加えて、プレー中に「ヘッドコーチは、私とあの子を比べてるんだな」とか「このシュートが決められなかったら交代させられる」というプレッシャーを感じるようになりました。それからは、全く思うようにプレーできなくなってしまいました。

家族や友達が試合を見に来てくれているのに、試合に出られない。もともと試合が大好きだったので、すごくつらかったです。「なんで出してくれないんだろう」って。どんどん気持ちがマイナスになって、抜け出せませんでした。ご飯を食べていても、友達と遊んでいても、何をしても楽しくない。初めて「バスケやめようかな」という思いが浮かびました。

でも、このままやめるのは嫌でした。自分の良さはあるはずなのに、それをコーチに伝えることが出来ていない。コーチを変えることは難しいから、自分が出来ることをして変わろうと思いました。

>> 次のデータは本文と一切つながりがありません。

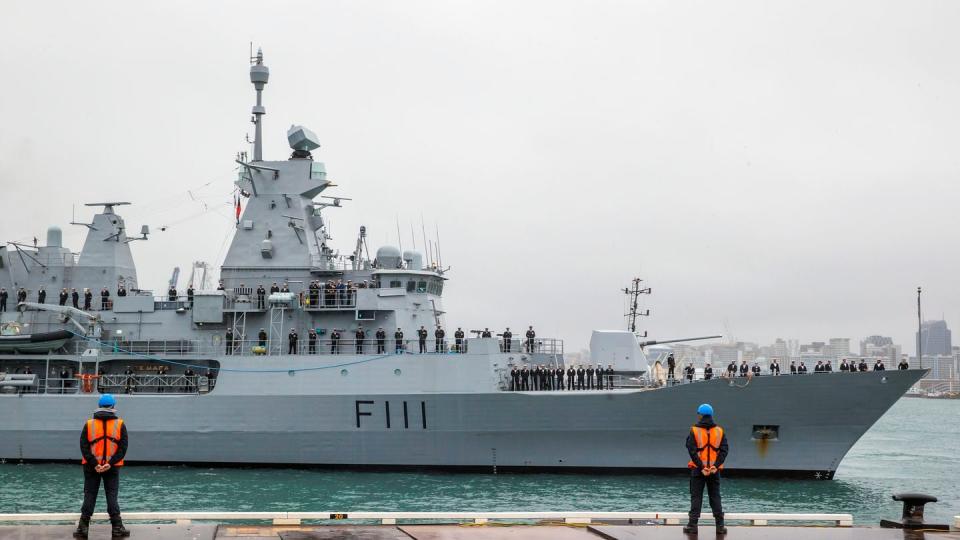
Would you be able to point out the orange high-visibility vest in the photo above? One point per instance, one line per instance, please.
(708, 445)
(104, 437)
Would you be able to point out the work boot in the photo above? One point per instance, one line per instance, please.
(118, 530)
(83, 527)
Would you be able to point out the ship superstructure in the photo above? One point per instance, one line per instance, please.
(214, 376)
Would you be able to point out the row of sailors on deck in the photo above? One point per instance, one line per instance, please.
(546, 378)
(380, 338)
(689, 372)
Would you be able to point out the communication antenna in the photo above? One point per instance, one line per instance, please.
(633, 293)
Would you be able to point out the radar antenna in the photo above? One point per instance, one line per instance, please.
(633, 292)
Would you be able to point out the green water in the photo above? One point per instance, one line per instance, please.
(912, 448)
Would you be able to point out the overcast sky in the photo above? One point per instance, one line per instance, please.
(772, 169)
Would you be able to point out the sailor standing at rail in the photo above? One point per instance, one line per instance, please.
(103, 445)
(707, 448)
(381, 340)
(359, 336)
(398, 341)
(422, 337)
(292, 338)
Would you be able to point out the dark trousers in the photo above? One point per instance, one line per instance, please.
(91, 488)
(697, 483)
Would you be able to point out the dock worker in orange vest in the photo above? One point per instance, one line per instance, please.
(103, 443)
(708, 449)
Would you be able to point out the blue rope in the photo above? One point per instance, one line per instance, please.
(219, 369)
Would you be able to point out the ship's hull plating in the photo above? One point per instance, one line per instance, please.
(817, 417)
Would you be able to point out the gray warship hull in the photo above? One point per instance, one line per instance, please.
(817, 419)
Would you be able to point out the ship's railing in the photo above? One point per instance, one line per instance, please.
(392, 518)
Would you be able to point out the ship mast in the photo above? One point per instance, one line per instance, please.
(259, 75)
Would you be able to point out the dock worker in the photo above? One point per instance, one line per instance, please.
(262, 338)
(398, 341)
(422, 337)
(707, 448)
(261, 297)
(438, 335)
(335, 342)
(103, 445)
(458, 340)
(381, 336)
(359, 336)
(292, 338)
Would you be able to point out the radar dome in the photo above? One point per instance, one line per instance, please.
(388, 257)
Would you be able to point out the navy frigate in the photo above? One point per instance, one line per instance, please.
(212, 375)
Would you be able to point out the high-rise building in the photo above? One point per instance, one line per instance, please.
(934, 338)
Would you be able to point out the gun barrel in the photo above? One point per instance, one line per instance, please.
(665, 341)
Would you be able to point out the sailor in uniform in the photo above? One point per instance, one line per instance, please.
(422, 337)
(381, 336)
(398, 341)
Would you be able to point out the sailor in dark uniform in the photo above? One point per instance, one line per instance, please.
(531, 336)
(422, 337)
(292, 341)
(398, 341)
(438, 335)
(458, 340)
(261, 297)
(335, 342)
(381, 336)
(360, 335)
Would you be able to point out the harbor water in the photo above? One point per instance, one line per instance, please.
(912, 448)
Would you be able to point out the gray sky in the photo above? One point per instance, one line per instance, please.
(773, 169)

まず、好きなNBA選手のプレー映像を見て、少しでも近づけるように練習するようにしました。試合に出ることではなく、自分のスキルアップをモチベーションにするようにしたんです。試合中も、「どうせ交代させられるなら、思いっきりやった方がいいわ」と吹っ切ってプレーするようになりました。

それらを続けることで、少しずつ気持ちも結果もプラスに変わっていきました。周囲も、「あいつ最近自主練とか頑張ってるし、思いっきりプレーするようになったし、なんか良いんじゃない?」という雰囲気に。徐々に試合に出られるようになっていきました。

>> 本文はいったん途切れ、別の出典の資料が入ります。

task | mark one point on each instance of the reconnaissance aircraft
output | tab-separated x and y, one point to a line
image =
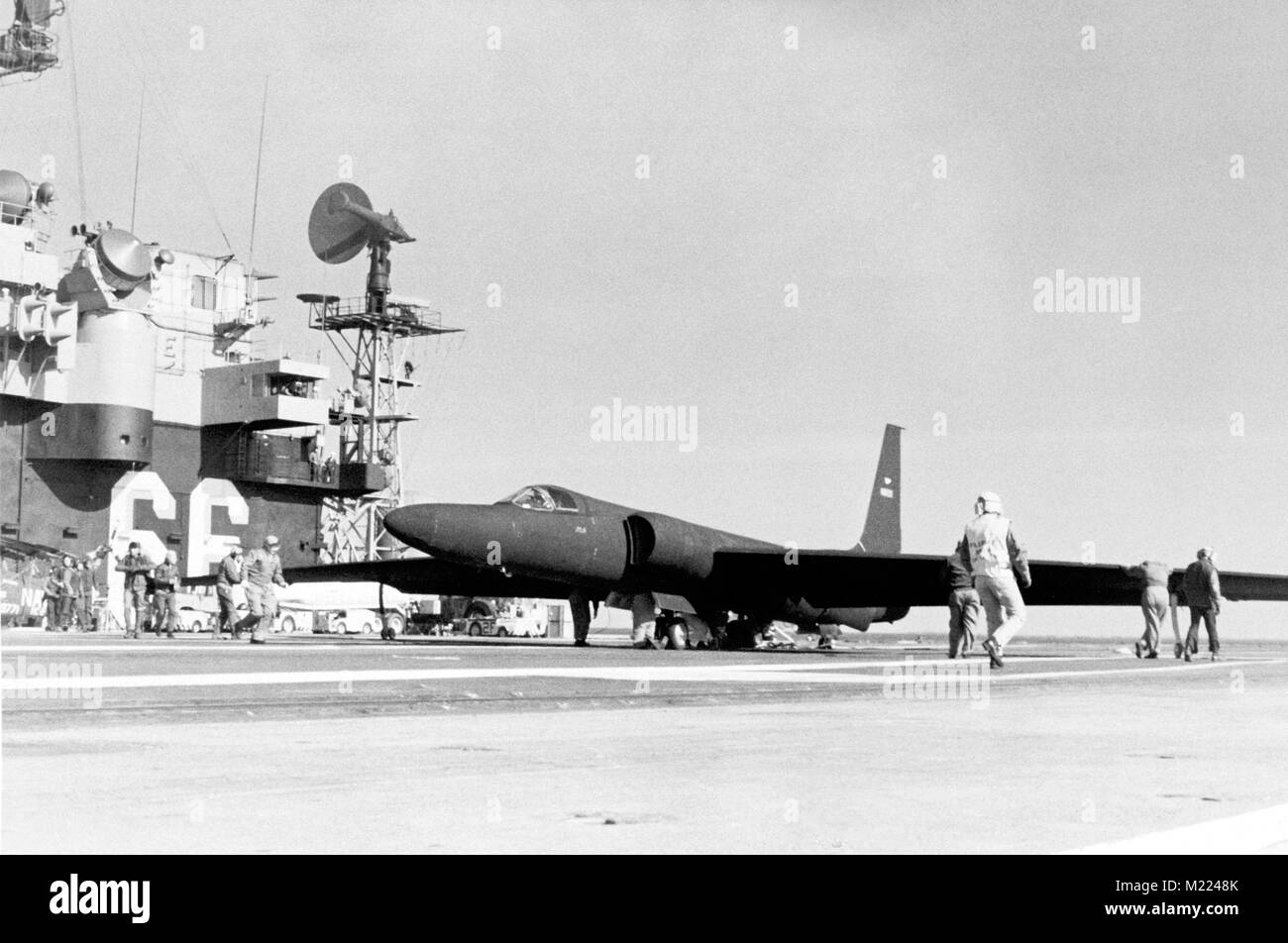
550	543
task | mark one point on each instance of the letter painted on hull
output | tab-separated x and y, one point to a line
204	547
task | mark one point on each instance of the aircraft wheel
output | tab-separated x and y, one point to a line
678	635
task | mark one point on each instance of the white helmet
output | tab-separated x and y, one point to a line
988	502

入団5年目には、スターティングファイブに戻ることができ、その年のW1リーグで優勝することができました。

自分が面白いと思う人生を歩みたい


その後もプレーを続けるうち、チームの中でもキャリアが長い方になり、副キャプテンを務めるように。新人も多く入ってきて、再び試合に出られない場面が増えました。25歳になった頃、初めてバスケ人生の終わりを意識するようになりました。

現役は長く続けられても29歳頃までと思っていたので、あと4年。続けようと思えば続けられました。試合に出られなくて悔しい気持ちもあったので、今やめても未練が残るかもしれないという思いもありました。しかし、もやもやした気持ちを抱えたままプレーを続けていくのも嫌でしたし、何より引退後のことを考えると今やめた方が良いという気持ちが湧いてきました。

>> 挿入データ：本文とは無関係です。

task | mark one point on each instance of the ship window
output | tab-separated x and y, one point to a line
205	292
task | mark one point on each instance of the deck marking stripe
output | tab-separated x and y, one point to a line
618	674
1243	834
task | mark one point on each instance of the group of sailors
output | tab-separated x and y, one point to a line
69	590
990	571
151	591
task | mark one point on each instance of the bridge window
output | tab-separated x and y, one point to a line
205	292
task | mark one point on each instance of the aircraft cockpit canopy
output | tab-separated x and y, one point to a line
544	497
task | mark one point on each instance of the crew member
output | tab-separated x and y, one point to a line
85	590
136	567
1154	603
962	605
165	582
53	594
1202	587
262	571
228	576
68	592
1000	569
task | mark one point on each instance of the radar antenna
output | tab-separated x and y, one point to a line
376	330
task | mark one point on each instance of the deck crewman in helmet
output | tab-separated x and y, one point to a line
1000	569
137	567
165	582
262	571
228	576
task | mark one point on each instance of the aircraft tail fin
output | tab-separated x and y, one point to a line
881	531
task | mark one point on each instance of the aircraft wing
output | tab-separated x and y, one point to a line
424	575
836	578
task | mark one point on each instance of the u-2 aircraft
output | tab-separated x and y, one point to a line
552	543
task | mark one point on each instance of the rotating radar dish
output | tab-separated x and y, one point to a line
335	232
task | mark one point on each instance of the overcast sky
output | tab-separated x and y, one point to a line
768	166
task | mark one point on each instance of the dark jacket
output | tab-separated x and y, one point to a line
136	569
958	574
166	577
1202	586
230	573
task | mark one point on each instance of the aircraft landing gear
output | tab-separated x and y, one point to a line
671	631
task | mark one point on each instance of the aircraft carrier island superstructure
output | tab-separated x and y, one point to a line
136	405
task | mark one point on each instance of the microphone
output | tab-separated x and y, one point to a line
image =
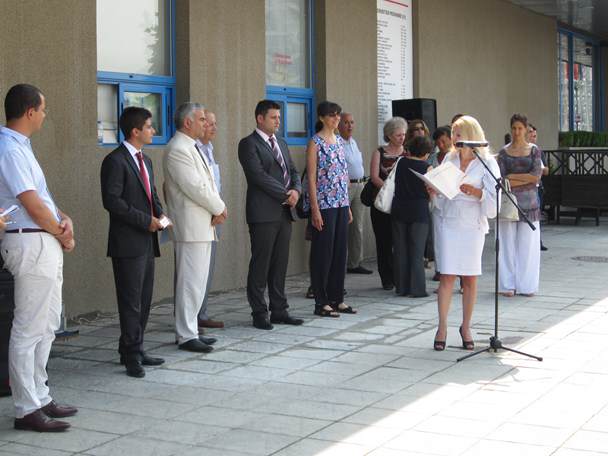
472	144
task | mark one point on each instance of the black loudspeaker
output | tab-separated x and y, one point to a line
417	108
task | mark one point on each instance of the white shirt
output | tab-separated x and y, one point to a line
133	151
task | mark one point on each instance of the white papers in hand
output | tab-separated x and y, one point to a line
446	179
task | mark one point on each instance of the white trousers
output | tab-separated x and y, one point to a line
519	257
36	262
192	270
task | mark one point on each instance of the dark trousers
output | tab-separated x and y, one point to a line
409	240
268	265
328	257
134	279
381	224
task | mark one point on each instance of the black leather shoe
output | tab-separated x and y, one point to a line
39	422
207	340
145	360
285	319
54	410
195	345
134	369
261	322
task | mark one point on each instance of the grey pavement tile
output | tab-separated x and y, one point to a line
73	440
259	347
311	353
285	362
130	445
433	443
308	447
233	356
250	441
111	422
287	425
218	416
382	379
182	432
364	435
203	366
19	449
496	448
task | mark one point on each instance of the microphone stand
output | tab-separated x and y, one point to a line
495	342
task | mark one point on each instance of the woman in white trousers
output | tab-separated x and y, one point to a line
462	227
519	257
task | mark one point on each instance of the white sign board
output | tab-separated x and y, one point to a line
395	58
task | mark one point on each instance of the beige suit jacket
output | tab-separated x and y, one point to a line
190	192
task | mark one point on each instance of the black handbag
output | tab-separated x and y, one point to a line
368	193
300	211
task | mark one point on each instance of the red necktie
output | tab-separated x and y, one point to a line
144	178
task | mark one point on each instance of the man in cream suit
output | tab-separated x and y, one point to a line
195	207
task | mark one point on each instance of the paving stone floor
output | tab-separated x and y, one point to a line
368	384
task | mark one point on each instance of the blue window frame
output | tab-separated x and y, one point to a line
156	91
581	87
289	44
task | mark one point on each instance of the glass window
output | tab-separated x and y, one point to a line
564	82
288	67
287	43
143	76
144	26
583	85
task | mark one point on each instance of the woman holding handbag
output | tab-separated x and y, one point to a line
462	228
410	219
383	160
329	212
519	256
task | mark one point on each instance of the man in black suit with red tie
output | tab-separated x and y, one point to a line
273	189
129	195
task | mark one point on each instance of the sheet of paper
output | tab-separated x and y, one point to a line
10	210
446	179
165	221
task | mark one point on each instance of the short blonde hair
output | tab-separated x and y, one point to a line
392	125
471	130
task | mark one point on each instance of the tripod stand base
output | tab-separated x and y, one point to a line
496	344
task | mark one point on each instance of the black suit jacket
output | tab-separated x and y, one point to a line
124	197
265	185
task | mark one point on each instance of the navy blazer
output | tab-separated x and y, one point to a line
265	185
124	197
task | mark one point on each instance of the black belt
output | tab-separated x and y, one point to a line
26	230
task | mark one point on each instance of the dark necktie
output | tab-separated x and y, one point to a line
144	177
279	155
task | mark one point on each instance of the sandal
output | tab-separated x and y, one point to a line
466	344
322	311
346	309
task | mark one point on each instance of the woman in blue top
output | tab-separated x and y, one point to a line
329	211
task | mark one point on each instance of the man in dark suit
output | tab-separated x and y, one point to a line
273	189
129	195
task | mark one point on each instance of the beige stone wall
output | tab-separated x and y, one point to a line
487	58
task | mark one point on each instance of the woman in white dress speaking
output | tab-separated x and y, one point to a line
462	228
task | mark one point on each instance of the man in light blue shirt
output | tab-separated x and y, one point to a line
206	148
32	250
356	174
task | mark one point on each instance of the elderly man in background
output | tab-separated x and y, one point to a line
195	206
356	174
206	147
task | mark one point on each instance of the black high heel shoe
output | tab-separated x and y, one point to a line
466	344
438	345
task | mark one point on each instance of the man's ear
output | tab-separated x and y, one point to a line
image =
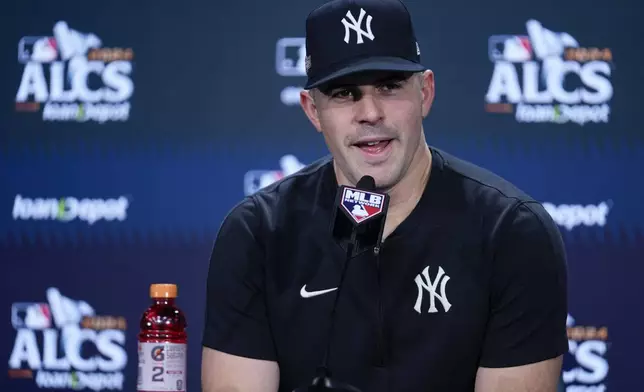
427	91
307	101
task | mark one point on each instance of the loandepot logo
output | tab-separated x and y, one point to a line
547	77
62	344
74	77
573	215
290	61
70	208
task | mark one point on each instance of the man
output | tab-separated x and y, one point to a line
467	291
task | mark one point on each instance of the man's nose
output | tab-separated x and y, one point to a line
369	109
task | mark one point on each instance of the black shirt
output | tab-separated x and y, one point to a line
475	276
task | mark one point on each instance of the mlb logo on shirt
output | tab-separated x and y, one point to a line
362	205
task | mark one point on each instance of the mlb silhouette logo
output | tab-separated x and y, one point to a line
362	205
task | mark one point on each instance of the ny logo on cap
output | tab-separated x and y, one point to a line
355	25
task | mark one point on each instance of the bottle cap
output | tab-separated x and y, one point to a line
163	290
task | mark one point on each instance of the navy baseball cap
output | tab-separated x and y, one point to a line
349	36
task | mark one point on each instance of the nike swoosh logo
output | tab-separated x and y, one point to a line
309	294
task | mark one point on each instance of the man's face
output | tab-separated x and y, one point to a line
372	122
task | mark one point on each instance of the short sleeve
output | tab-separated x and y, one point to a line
236	321
529	302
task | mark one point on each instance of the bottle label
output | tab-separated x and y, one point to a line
162	367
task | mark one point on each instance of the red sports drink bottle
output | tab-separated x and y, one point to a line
162	343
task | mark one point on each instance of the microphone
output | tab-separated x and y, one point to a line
358	223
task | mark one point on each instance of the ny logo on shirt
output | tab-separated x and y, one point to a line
425	284
355	25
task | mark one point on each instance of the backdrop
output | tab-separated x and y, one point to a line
129	129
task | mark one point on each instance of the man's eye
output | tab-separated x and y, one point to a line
390	86
341	93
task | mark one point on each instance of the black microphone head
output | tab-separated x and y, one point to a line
366	183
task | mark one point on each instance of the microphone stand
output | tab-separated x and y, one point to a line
323	380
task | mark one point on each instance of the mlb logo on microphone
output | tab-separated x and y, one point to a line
362	205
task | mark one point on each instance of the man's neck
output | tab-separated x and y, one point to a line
404	196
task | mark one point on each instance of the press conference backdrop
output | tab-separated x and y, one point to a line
129	130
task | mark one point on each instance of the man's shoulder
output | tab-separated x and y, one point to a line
299	191
490	196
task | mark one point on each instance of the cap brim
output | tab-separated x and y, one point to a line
369	64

引退した後、結婚して普通のママになるっていうのが、すごく嫌だったんです。それが幸せだと言う人がいるのもわかるのですが、私はそれではもったいないというか、バスケが終わった後の人生がつまんないなって。引退した後も自分が面白いと思う人生を生きたい。未来のためには早く次のことに挑戦した方が良いと思い、26歳で引退を決断しました。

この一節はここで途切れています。